Background: Access to antiretroviral therapy (ART) has increased dramatically in resource-limited settings since its introduction a decade ago. However, ART coverage remains low in countries with the highest disease burden, which may be partially explained by poor testing to care linkages. HIV testing service may impact early attrition in the HIV treatment cascade.
Methods: A retrospective cohort study was conducted in 18 clinics in central Mozambique using routine patient data and monthly reports. Patients referred from voluntary counseling and testing (VCT) were compared with those referred from prevention of mother-to-child transmission (PMTCT) for 3 outcomes: (1) enrollment at an HIV clinic ≤30 days after testing HIV positive, (2) CD4 test ≤30 days after enrollment, and (3) ART initiation ≤90 days after first CD4 test.
Results: Patient retention in the HIV care system dropped at each step from HIV testing to ART initiation.

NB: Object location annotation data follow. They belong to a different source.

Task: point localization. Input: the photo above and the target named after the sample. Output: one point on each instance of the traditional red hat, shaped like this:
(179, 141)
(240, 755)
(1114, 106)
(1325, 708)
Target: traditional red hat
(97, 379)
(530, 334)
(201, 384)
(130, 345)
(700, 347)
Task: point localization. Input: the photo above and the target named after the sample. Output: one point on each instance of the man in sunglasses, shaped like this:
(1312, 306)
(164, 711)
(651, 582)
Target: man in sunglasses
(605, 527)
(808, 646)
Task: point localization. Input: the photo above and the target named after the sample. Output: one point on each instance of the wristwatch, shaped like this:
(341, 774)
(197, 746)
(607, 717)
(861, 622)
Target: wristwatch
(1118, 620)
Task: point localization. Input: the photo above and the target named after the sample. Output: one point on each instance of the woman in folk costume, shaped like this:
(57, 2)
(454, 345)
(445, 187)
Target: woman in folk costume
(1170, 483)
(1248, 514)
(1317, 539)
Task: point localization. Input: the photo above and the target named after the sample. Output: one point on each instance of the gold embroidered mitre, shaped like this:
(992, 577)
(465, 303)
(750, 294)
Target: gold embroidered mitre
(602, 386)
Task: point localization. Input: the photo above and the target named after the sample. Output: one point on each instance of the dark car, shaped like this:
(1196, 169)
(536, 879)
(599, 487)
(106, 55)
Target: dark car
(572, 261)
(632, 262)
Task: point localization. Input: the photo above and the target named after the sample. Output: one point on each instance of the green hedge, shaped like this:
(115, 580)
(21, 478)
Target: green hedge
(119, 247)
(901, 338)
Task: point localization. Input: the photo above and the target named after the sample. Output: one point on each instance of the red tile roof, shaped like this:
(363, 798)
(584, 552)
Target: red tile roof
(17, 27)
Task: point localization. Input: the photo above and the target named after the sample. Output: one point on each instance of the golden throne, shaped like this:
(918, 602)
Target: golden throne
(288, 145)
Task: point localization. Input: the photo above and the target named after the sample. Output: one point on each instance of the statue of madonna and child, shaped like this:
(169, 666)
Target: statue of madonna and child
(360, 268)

Enrollment in HIV care was not significantly different between PMTCT and VCT [risk ratio (RR) = 0.84, 0.72 < RR < 1.02]. Women tested in PMTCT were less likely to have a CD4 test ≤30 days after enrollment when adjusting for age, education level, and marital status (adjusted RR = 0.84, 0.70 < RR < 1.00), and were less likely to initiate ART ≤90 days after their first CD4 test when adjusting for age, education, and marital status (adjusted RR = 0.56, 0.44 < RR < 0.71).
Conclusions: Poor linkages between HIV testing and care hamper efforts to improve coverage for HIV care and treatment services. Increased loss to follow-up among women diagnosed in PMTCT relative to VCT is worrisome and merits further qualitative research and programmatic attention.